The Frankenstein Chronicles feels like a mix of Penny Dreadful, that delicious, creepy Victorian supernatural drama that ultimately was one of the best shows to ever grace my TV screen, and Ripper Street, another atmospheric, tense historical series set during the Jack the Ripper murders in London.

Here, in The Frankenstein Chronicles, viewers are treated to a mix of murder mystery with the absurd and supernatural. Sean Bean stars in the lead role, in what is perhaps the best performance of his entire career.

By far one of the best new Netflix original series (although not entirely original, considering it aired in the UK first on general TV, if my sources are correct), it’s a spectacle worth viewing.

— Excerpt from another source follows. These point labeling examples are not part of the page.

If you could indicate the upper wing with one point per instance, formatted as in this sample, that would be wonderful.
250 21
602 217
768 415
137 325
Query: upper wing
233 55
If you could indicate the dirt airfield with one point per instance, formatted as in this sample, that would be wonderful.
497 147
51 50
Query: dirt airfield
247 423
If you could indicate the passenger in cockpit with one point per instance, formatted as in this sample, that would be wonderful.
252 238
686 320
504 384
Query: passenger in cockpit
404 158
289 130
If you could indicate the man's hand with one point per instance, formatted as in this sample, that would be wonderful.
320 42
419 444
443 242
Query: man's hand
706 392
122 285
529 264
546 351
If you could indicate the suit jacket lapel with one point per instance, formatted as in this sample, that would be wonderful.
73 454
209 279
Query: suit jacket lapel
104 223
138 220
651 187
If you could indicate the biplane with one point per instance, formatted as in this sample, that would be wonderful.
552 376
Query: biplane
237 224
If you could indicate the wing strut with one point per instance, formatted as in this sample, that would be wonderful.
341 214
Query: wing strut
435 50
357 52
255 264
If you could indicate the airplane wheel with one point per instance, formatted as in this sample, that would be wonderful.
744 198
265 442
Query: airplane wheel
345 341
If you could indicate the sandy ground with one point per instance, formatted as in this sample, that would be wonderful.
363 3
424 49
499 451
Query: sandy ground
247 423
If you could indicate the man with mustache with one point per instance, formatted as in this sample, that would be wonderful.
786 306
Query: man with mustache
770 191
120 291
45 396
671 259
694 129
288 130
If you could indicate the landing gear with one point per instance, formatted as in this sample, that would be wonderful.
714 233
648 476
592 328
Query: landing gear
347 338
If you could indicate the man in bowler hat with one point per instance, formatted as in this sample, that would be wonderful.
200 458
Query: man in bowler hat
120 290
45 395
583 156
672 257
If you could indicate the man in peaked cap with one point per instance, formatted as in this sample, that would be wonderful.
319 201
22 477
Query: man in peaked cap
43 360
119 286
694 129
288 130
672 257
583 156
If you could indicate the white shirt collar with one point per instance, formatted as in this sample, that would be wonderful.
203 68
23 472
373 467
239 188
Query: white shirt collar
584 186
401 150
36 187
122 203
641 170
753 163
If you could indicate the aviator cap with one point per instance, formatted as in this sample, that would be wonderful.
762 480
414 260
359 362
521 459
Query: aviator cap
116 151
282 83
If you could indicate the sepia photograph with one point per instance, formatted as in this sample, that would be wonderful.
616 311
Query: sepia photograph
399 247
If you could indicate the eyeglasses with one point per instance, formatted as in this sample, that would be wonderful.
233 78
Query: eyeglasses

In the show, Sean Bean plays a down-on-his-luck detective who was struck with tragedy throughout his life and is now practically drowning in misery. When he discovers a stiched-together corpse of a child, he brings in one of the most renowned surgeons to investigate, who discovers the child’s limbs come from eight different corpses, all of them who passed away within the last two weeks.

With a child murderer on his hand, Sean Bean doesn’t only has to fight for justice – he’s also drawn into a political game involving the Anatomy Act, which the Home Secretary desperately wants to pass through parliament, the disappearance of a young girl named Alice, and he also has to deal with resurrectionists – people who do business in distributing the bodies of the dead to the surgeons.

With all these gruesome things going on, it’s no wonder the series bleak, dark and disturbing, but all of it in a good way. With appearances of Mary Shelley, the authoress of the famous Frankenstein novel, the series feels like a solid mix of mystery and the supernatural.

The ending is phenomenal, and this season is a terrific beginning to the series.